Socle degrees for local cohomology modules of thickenings of maximal minors and sub-maximal Pfaffians

TL;DR

This paper determines the structure and socle degrees of local cohomology modules related to powers of determinantal and Pfaffian ideals in polynomial rings, using desingularizations and representation theory.

Contribution

It extends previous work by explicitly computing Ext module structures and socle degrees for local cohomology of thickenings of determinantal and Pfaffian ideals.

Findings

Explicit descriptions of Ext modules for powers of determinantal and Pfaffian ideals.

Determination of socle degrees of local cohomology modules for these ideals.

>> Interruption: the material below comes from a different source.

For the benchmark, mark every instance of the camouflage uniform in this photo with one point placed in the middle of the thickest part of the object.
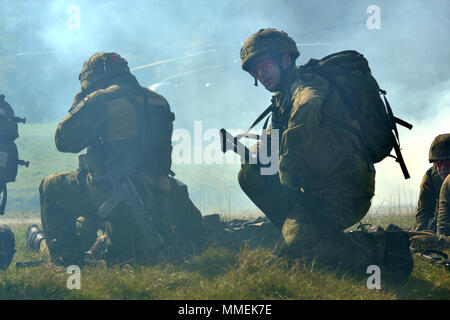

Answering a question of Wenliang Zhang on socle degrees.

Abstract

Let $S$ be the polynomial ring on the space of non-square generic matrices or the space of odd-sized skew-symmetric matrices, and let $I$ be the determinantal ideal of maximal minors or $\operatorname{Pf}$ the ideal of sub-maximal Pfaffians, respectively. Using desingularizations and representation theory of the general linear group we expand upon work of Raicu--Weyman--Witt to determine the $S$-module structures of $\operatorname{Ext}^j_S(S/I^t, S)$ and $\operatorname{Ext}^j_S(S/\operatorname{Pf}^t, S)$, from which we get the degrees of generators of these $\operatorname{Ext}$ modules. As a consequence, via graded local duality we answer a question of Wenliang Zhang on the socle degrees of local cohomology modules of the form $H^j_\mathfrak{m}(S/I^t)$.